With ample mainstream media presence and with a strong output of social media content/propaganda, it is no surprise that the radical Islamist group ISIS (ISIL, IS, Da’ish) is on the minds of many of those in the western world. Calgary in particular, where I am located, has seen a number of young men who were radicalized in the city, appear in propaganda videos for ISIS (see here, here and here). In light of this, Calgarians and Canadians on the whole are growing increasingly concerned about this group that at once seemed to be far away, but is gradually creeping closer to home. More specifically, people are beginning to question the foundations of ISIS in order to better understand why it came about, why it is so violent and what can be done to stop it.
Alireza Doostdar states in his article “How Not to Understand ISIS,” the group is based on “… a combination of cosmological doctrines, eschatological beliefs and civilizational notions – usually thought to be rooted in Salafi Islam”. Doostdar’s piece discuss the misconceptions around Islam (specifically Salafi Islam), the phenomena of ISIS and the relation between the two. He contends that what is known about the group comes primarily from their own propaganda. Thus, their coverage in the mainstream media is informed by and reflective of a “homogenous view” that inadvertently serves the group’s initial purpose. However, as Doostdar and many other academics who have studied the region have noted, ISIS and its followers did not form in a vacuum and miraculously appear into a peaceful, prosperous Iraq and Syria. “ISIS emerged from the fires of war, occupation, killing, torture and disenfranchisement”. This sentiment is oddly (maybe conveniently) omitted when discussing what caused this new terror in the Middle East to come to being.
Doostdar makes many interesting points when arguing for a more sophisticated and nuanced understanding of the Middle East’s most prominent current day problems. He points to the fact that a large number of ISIS recruits were local Iraqis, imprisoned for opposing the authoritarian rule of Nuri Al-Maliki. He also suggests that there is a wide array of ideological motivations that might lead people to join ISIS that are ignored. Doostdar cites Michael Muhammad Knite, a journalist and novelist who contemplated fighting Jihad in the 1990s Chechen war on the basis of ‘fight for freedom, wherever there’s trouble’ – something he learned from the GI. Joe theme song.

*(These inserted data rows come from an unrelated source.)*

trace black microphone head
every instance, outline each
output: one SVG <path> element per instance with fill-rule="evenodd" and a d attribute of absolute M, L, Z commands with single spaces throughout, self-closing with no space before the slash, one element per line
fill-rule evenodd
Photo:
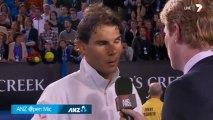
<path fill-rule="evenodd" d="M 115 81 L 115 93 L 119 95 L 132 94 L 132 81 L 127 77 L 119 77 Z"/>

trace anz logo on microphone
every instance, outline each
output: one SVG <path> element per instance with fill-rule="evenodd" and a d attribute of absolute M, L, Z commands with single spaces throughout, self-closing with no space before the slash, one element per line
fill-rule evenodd
<path fill-rule="evenodd" d="M 73 105 L 69 107 L 68 114 L 91 114 L 91 105 Z"/>
<path fill-rule="evenodd" d="M 86 107 L 83 105 L 81 106 L 81 108 L 70 108 L 68 112 L 72 112 L 72 113 L 84 113 L 87 112 Z"/>
<path fill-rule="evenodd" d="M 132 107 L 132 103 L 131 103 L 130 99 L 123 99 L 122 105 L 123 105 L 123 107 Z"/>

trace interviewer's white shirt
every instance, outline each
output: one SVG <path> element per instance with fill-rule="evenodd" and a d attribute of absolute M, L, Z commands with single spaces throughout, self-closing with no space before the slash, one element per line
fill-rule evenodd
<path fill-rule="evenodd" d="M 119 70 L 108 85 L 109 81 L 100 76 L 83 58 L 80 70 L 47 86 L 37 104 L 92 104 L 92 114 L 49 114 L 42 117 L 47 120 L 119 120 L 114 84 L 118 77 Z M 135 110 L 141 113 L 142 103 L 135 87 L 133 94 L 136 94 L 138 106 Z M 34 115 L 32 120 L 40 120 L 40 116 Z"/>

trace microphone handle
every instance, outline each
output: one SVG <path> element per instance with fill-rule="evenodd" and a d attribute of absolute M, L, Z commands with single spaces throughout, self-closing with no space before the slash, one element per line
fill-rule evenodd
<path fill-rule="evenodd" d="M 124 114 L 124 117 L 126 118 L 126 120 L 134 120 L 134 118 L 128 114 Z"/>

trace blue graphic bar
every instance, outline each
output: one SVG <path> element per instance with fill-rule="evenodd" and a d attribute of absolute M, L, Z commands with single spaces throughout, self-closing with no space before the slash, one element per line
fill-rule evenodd
<path fill-rule="evenodd" d="M 11 114 L 92 114 L 92 105 L 16 104 Z"/>

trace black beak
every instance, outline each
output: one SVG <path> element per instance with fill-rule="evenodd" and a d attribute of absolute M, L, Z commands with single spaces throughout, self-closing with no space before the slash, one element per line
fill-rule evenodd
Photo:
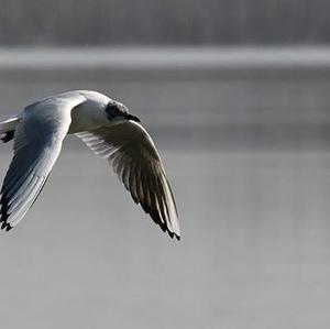
<path fill-rule="evenodd" d="M 138 117 L 134 117 L 134 116 L 129 114 L 129 113 L 127 113 L 127 114 L 124 116 L 124 118 L 128 119 L 128 120 L 141 122 L 140 119 L 139 119 Z"/>

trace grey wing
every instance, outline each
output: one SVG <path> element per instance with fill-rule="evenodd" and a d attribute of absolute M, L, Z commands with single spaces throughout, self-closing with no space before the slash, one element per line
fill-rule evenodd
<path fill-rule="evenodd" d="M 127 121 L 77 135 L 112 164 L 133 200 L 154 222 L 179 239 L 174 196 L 158 152 L 142 125 Z"/>
<path fill-rule="evenodd" d="M 50 123 L 22 119 L 14 134 L 14 155 L 1 189 L 0 224 L 9 231 L 24 217 L 40 195 L 61 152 L 69 120 Z"/>

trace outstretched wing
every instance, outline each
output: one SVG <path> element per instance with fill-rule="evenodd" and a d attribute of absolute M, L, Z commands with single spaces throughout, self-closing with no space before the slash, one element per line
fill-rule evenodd
<path fill-rule="evenodd" d="M 1 229 L 9 231 L 24 217 L 41 193 L 61 152 L 69 112 L 57 109 L 38 114 L 25 110 L 14 133 L 13 158 L 0 198 Z"/>
<path fill-rule="evenodd" d="M 112 164 L 114 172 L 162 230 L 179 239 L 173 193 L 160 154 L 147 132 L 134 121 L 77 134 L 92 151 Z"/>

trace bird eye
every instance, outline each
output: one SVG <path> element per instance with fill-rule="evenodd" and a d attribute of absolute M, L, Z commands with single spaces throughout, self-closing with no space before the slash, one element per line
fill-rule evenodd
<path fill-rule="evenodd" d="M 116 105 L 109 103 L 106 108 L 106 112 L 109 117 L 114 117 L 119 114 L 120 110 Z"/>

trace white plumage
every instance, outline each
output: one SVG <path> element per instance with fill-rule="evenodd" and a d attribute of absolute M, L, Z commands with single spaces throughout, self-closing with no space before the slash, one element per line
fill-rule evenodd
<path fill-rule="evenodd" d="M 36 101 L 0 123 L 3 142 L 14 139 L 13 158 L 1 189 L 0 224 L 15 227 L 41 193 L 67 133 L 80 138 L 112 165 L 133 200 L 179 239 L 176 205 L 160 154 L 148 135 L 120 102 L 89 90 Z"/>

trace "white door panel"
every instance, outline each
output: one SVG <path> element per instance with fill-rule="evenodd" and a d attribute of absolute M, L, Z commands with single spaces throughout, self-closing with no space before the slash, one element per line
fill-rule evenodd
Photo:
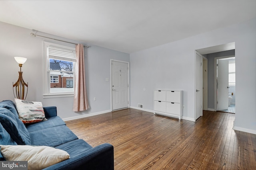
<path fill-rule="evenodd" d="M 128 107 L 128 63 L 112 61 L 112 109 Z"/>
<path fill-rule="evenodd" d="M 202 57 L 197 53 L 196 55 L 196 113 L 195 120 L 196 120 L 203 115 L 202 92 L 203 73 Z"/>

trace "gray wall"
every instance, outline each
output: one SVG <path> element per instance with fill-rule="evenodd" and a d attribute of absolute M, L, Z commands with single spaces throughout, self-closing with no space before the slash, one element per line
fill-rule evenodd
<path fill-rule="evenodd" d="M 183 118 L 194 120 L 195 51 L 234 42 L 236 96 L 234 129 L 256 134 L 256 97 L 252 95 L 256 94 L 255 30 L 256 18 L 254 18 L 130 54 L 131 106 L 136 107 L 138 104 L 141 104 L 144 109 L 152 111 L 154 89 L 183 90 L 185 106 Z M 209 66 L 208 70 L 214 66 L 212 64 Z M 214 76 L 211 74 L 208 78 L 212 79 Z M 208 86 L 211 84 L 208 83 Z M 213 89 L 212 87 L 209 88 Z M 208 104 L 212 105 L 212 102 L 210 102 Z M 214 108 L 213 106 L 210 106 Z"/>
<path fill-rule="evenodd" d="M 46 33 L 47 36 L 72 42 L 90 45 L 85 58 L 86 88 L 90 108 L 86 111 L 72 111 L 73 97 L 43 98 L 43 42 L 46 41 L 68 46 L 74 45 L 60 41 L 34 37 L 30 35 L 32 30 L 0 22 L 0 58 L 1 74 L 0 101 L 14 100 L 12 82 L 18 76 L 20 67 L 14 59 L 15 56 L 28 59 L 22 67 L 23 78 L 28 82 L 28 92 L 26 100 L 41 101 L 44 106 L 56 106 L 58 115 L 62 118 L 83 115 L 90 115 L 110 110 L 110 59 L 129 61 L 128 54 L 77 42 Z M 110 81 L 106 82 L 106 78 Z M 93 101 L 94 97 L 96 101 Z"/>
<path fill-rule="evenodd" d="M 204 55 L 208 59 L 208 108 L 214 109 L 214 58 L 235 55 L 235 50 Z"/>

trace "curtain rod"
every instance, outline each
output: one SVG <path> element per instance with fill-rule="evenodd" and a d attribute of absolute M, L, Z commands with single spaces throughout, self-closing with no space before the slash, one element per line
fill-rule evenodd
<path fill-rule="evenodd" d="M 77 44 L 76 44 L 76 43 L 70 43 L 70 42 L 66 41 L 65 41 L 60 40 L 60 39 L 55 39 L 54 38 L 50 38 L 49 37 L 45 37 L 45 36 L 42 36 L 42 35 L 36 35 L 36 34 L 35 34 L 34 33 L 30 33 L 30 35 L 32 35 L 32 36 L 35 36 L 35 37 L 38 36 L 38 37 L 43 37 L 44 38 L 48 38 L 49 39 L 54 39 L 54 40 L 57 40 L 57 41 L 59 41 L 64 42 L 64 43 L 70 43 L 70 44 L 75 44 L 75 45 L 77 45 Z M 89 48 L 89 46 L 86 46 L 86 45 L 84 45 L 84 47 L 86 47 L 86 48 Z"/>

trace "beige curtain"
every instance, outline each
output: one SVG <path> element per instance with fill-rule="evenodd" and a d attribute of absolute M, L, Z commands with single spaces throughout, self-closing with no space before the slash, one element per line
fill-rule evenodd
<path fill-rule="evenodd" d="M 85 87 L 84 45 L 76 46 L 76 62 L 75 72 L 74 95 L 73 111 L 82 111 L 89 109 L 89 104 Z"/>

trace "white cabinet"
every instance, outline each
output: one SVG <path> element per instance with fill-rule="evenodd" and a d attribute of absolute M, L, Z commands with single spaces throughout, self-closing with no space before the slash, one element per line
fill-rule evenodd
<path fill-rule="evenodd" d="M 154 91 L 155 114 L 177 117 L 182 115 L 182 91 L 155 90 Z"/>

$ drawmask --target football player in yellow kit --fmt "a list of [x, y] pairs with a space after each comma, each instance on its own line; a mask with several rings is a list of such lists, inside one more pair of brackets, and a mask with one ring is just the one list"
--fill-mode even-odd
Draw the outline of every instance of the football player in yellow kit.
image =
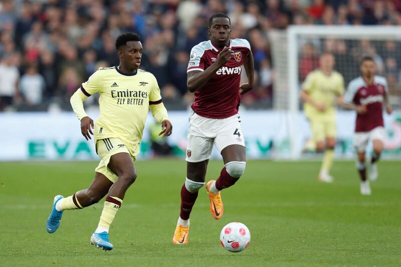
[[[116, 49], [119, 65], [100, 68], [71, 99], [73, 109], [81, 121], [82, 134], [87, 140], [91, 139], [91, 134], [94, 136], [96, 152], [101, 159], [95, 178], [87, 189], [67, 197], [56, 196], [46, 225], [48, 232], [54, 232], [64, 210], [90, 206], [107, 195], [98, 227], [91, 237], [92, 244], [105, 250], [113, 249], [109, 228], [126, 191], [136, 178], [134, 162], [149, 108], [156, 121], [161, 123], [160, 135], [168, 136], [172, 129], [156, 78], [139, 69], [142, 53], [139, 36], [131, 33], [120, 35], [116, 40]], [[93, 120], [85, 113], [83, 102], [98, 92], [100, 116], [94, 127]]]
[[301, 98], [304, 110], [310, 121], [312, 139], [316, 150], [324, 152], [319, 180], [333, 181], [329, 174], [334, 158], [336, 116], [335, 100], [342, 103], [344, 78], [334, 70], [334, 58], [329, 53], [320, 56], [320, 67], [310, 73], [302, 84]]

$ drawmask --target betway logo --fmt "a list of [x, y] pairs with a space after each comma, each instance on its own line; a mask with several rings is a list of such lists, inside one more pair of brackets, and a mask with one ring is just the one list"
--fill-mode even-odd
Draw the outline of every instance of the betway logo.
[[229, 68], [228, 67], [223, 67], [219, 69], [216, 72], [218, 75], [226, 75], [227, 74], [240, 74], [241, 73], [242, 66], [236, 67], [235, 68]]
[[383, 102], [383, 96], [379, 95], [377, 96], [370, 96], [366, 98], [362, 98], [360, 100], [360, 103], [362, 105], [367, 105], [375, 102]]

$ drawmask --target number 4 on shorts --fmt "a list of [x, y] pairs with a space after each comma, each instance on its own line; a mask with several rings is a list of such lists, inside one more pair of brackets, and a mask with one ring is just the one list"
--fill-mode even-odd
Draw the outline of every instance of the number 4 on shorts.
[[235, 129], [235, 131], [234, 131], [234, 133], [233, 134], [234, 134], [234, 135], [236, 135], [236, 134], [239, 137], [241, 137], [241, 135], [240, 133], [240, 132], [238, 131], [238, 128]]

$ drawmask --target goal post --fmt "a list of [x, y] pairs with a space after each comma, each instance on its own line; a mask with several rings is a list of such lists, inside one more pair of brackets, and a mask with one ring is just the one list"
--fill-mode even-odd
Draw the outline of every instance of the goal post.
[[300, 85], [307, 72], [318, 67], [319, 55], [323, 52], [334, 55], [334, 68], [344, 76], [346, 88], [350, 79], [359, 75], [362, 56], [372, 56], [378, 65], [378, 74], [389, 82], [392, 104], [401, 108], [401, 27], [291, 26], [269, 36], [276, 72], [273, 107], [288, 112], [290, 158], [298, 159], [301, 154], [297, 127], [302, 114]]

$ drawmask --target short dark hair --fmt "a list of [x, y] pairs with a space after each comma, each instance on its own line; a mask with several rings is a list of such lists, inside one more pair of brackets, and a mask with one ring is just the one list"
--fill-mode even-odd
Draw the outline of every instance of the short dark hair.
[[122, 46], [125, 46], [127, 42], [140, 42], [141, 38], [139, 36], [134, 33], [126, 33], [120, 34], [116, 39], [116, 49], [118, 49]]
[[213, 14], [212, 17], [210, 17], [209, 19], [209, 27], [212, 27], [212, 25], [213, 23], [213, 20], [215, 18], [226, 18], [229, 19], [229, 21], [230, 22], [230, 25], [231, 25], [231, 20], [230, 19], [229, 16], [225, 14], [224, 13], [216, 13], [216, 14]]
[[370, 56], [364, 56], [362, 58], [362, 60], [360, 62], [360, 64], [362, 64], [365, 61], [371, 61], [372, 62], [374, 63], [374, 60], [373, 60], [373, 58]]

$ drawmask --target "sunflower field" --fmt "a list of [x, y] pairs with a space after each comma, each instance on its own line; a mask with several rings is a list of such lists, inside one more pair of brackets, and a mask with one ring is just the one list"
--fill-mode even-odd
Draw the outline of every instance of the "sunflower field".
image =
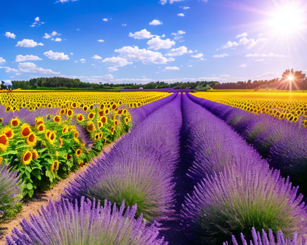
[[0, 106], [1, 217], [76, 173], [0, 244], [307, 244], [305, 92], [22, 92]]

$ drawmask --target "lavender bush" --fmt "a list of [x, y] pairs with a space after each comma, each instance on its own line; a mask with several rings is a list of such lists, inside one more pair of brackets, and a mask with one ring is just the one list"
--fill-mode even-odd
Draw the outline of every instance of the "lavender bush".
[[[196, 183], [225, 166], [245, 163], [267, 164], [252, 147], [225, 122], [183, 95], [185, 152], [192, 163], [189, 175]], [[192, 113], [192, 112], [193, 112]]]
[[179, 157], [181, 98], [137, 125], [106, 156], [66, 190], [71, 200], [85, 196], [126, 205], [138, 204], [137, 214], [158, 220], [172, 212], [173, 173]]
[[14, 216], [20, 211], [20, 191], [16, 184], [16, 173], [8, 172], [7, 168], [0, 163], [0, 223], [7, 218]]
[[[256, 232], [255, 228], [253, 227], [252, 230], [252, 240], [250, 241], [251, 245], [305, 245], [305, 238], [303, 237], [298, 239], [297, 233], [294, 233], [294, 235], [291, 239], [285, 238], [284, 234], [280, 230], [278, 232], [276, 236], [274, 236], [273, 232], [270, 229], [269, 229], [269, 237], [267, 234], [262, 229], [262, 236], [259, 232]], [[247, 243], [244, 236], [241, 233], [241, 240], [243, 245], [247, 245]], [[276, 238], [275, 237], [276, 236]], [[232, 236], [232, 242], [234, 245], [239, 245], [235, 236]], [[228, 243], [223, 243], [223, 245], [228, 245]]]
[[253, 145], [269, 163], [289, 175], [300, 190], [307, 193], [307, 130], [299, 123], [197, 98], [192, 100], [224, 120]]
[[119, 209], [105, 200], [103, 207], [81, 198], [80, 208], [67, 199], [51, 201], [38, 216], [21, 223], [6, 237], [7, 245], [167, 245], [157, 238], [155, 224], [147, 226], [141, 215], [134, 218], [136, 205], [125, 211], [123, 202]]
[[130, 109], [132, 123], [134, 124], [139, 123], [154, 111], [171, 101], [177, 95], [173, 94], [140, 107]]
[[289, 178], [267, 165], [243, 163], [207, 176], [188, 195], [182, 223], [188, 235], [201, 244], [221, 244], [231, 235], [279, 229], [286, 237], [306, 235], [306, 209]]

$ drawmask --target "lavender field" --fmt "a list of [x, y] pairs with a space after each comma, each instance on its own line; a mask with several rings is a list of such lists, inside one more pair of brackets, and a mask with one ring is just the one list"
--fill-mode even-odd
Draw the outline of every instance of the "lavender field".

If one willing to step away from the pervasive air of Islamophobia in our media, and by extension our public thought (or if one simply does not accept it to begin with) Doostdar’s points become extremely hard to refute. The reliance on the zealous belief in Salafist Islam as the sole motivator for ISIS’ creation and actions, seems to me, a lazy and lacking explanation. The idea that those people who comprise ISIS are all blood-thirsty adherents to Salafist Islam most definitely falls into an area of orientalist narratives that serve to create an ‘us’ against ‘them’ mentality. Even Doodstar points this out: Is beheading really any worse than being blown to bits by a drone? Is it not so much a matter of what violent means, but whom is using them? Make no mistake, I personally find the actions of ISIS grotesque and unacceptable. However, oversimplification of the issues+ that have led to the rise and growth of ISIS are a disservice to our intellect and free PR for ISIS recruiters.